Aiming at the problem of poor translation effect in the related technology, no effective solution is proposed at present.
Disclosure of Invention
The application mainly aims to provide a neural machine translation method, device and equipment based on an attention mechanism so as to solve the problem of poor translation effect.
To achieve the above object, according to one aspect of the present application, there is provided a neural machine translation method based on an attention mechanism.
The neural machine translation method based on the attention mechanism comprises the following steps: acquiring a source language and a target language during translation, wherein the source language refers to language information needing translation, and the target language refers to language information after translation; calculating distance tensors of the source language and the target language, wherein the distance tensors refer to distance weights; the distance tensor is used in calculating an alignment tensor using an attention mechanism to conform the neural machine translation result to expectations, wherein the alignment tensor is calculated using an alignment function.
Further, using the distance tensor in the process of calculating the alignment tensor using the attention mechanism includes: the distance tensor is introduced into the attention mechanism for calculation, and part of the distance tensor is subtracted from the output alignment tensor based on the attention mechanism.
Further, calculating a distance tensor for the source language and the target language includes: and calculating the distance parameter and carrying into the process of calculating the distance tensor.
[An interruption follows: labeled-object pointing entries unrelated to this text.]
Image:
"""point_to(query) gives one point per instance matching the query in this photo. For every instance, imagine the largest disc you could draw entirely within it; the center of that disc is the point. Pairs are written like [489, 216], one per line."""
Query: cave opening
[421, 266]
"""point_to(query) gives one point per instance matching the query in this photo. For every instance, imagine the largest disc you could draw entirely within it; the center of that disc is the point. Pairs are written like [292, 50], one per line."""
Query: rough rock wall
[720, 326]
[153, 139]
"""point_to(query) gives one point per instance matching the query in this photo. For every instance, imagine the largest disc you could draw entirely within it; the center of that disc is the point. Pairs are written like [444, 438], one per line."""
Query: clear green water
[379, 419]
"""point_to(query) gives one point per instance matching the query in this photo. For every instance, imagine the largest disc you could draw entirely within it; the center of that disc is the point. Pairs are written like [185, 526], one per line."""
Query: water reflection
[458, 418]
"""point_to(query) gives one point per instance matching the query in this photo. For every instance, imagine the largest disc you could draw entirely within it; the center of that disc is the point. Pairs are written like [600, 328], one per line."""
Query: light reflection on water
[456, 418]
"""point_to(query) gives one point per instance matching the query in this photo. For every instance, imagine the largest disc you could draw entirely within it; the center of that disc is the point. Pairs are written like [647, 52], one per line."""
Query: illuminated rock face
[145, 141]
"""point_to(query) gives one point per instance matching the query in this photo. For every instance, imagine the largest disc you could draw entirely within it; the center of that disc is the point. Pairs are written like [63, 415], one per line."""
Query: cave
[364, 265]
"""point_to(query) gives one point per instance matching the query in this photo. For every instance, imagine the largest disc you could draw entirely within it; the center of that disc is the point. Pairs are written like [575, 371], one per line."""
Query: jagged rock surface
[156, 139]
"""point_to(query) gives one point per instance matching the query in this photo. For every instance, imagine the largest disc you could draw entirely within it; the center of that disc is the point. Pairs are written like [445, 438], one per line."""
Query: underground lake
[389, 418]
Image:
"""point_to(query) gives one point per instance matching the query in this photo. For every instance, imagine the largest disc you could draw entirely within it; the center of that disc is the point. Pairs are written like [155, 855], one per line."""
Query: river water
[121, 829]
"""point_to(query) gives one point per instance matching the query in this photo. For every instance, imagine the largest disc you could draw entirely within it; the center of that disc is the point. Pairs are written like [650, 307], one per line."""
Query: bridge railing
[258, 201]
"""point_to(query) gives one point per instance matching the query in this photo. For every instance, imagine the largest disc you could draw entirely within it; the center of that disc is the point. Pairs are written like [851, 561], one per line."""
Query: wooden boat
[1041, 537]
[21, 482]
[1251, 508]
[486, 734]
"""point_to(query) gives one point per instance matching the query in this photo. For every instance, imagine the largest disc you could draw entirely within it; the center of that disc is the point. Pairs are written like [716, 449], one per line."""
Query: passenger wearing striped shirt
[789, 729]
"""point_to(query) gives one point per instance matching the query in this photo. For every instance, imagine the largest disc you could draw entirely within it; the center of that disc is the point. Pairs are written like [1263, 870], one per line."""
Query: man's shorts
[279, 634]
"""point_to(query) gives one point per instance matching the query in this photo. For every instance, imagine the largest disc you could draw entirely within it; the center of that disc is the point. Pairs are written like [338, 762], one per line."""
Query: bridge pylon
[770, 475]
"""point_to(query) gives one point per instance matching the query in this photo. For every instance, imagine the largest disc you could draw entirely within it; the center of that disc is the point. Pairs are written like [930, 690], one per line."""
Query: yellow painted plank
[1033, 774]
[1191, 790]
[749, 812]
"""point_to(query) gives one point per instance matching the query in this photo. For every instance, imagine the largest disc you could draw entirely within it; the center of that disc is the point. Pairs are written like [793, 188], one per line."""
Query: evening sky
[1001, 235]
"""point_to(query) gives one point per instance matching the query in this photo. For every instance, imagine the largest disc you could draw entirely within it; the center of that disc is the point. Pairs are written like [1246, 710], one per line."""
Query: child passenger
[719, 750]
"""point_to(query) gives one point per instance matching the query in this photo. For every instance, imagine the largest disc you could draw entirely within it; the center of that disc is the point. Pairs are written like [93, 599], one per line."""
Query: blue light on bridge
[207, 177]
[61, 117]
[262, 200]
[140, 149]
Further, the process of calculating the distance parameter and carrying into the distance tensor calculation includes: taking the source language word vector and the target language word vector based on the attention function input tensor as calculated initial quantities; calculating Euclidean distance between the source language word vector and the target language word vector to obtain a distance tensor; and normalizing the distance tensor to obtain a new distance tensor.
Further, a seq2seq framework model for attention-based mechanisms.
To achieve the above object, according to another aspect of the present application, there is provided a neural machine translation device based on an attention mechanism.
The neural machine translation device based on the attention mechanism according to the present application includes: the system comprises an acquisition module, a translation processing module and a translation processing module, wherein the acquisition module is used for acquiring a source language and a target language during translation, the source language refers to language information needing translation, and the target language refers to translated language information; the computing module is used for computing distance tensors of the source language and the target language, wherein the distance tensors refer to distance weights; and the substituting module is used for using the distance tensor in the process of calculating the alignment tensor by using an attention mechanism so as to enable the neural machine translation result to accord with expectations, wherein the alignment tensor is calculated by adopting an alignment function.
Further, the substitution module is configured to introduce the distance tensor into an attention mechanism for calculation, and subtract a portion of the distance tensor from an output alignment tensor based on the attention mechanism.
Further, the calculation module is used for calculating the distance parameter and carrying into the process of calculating the distance tensor.
Further, the computing module is further configured to take the source language word vector and the target language word vector based on an attention function input tensor as initial quantities for computation; calculating Euclidean distance between the source language word vector and the target language word vector to obtain a distance tensor; and normalizing the distance tensor to obtain a new distance tensor.
To achieve the above object, according to still another aspect of the present application, there is provided a processing apparatus including a memory, a processor, and a computer program stored on the memory and executable on the processor, the processor implementing the steps of the neural machine translation method when executing the program.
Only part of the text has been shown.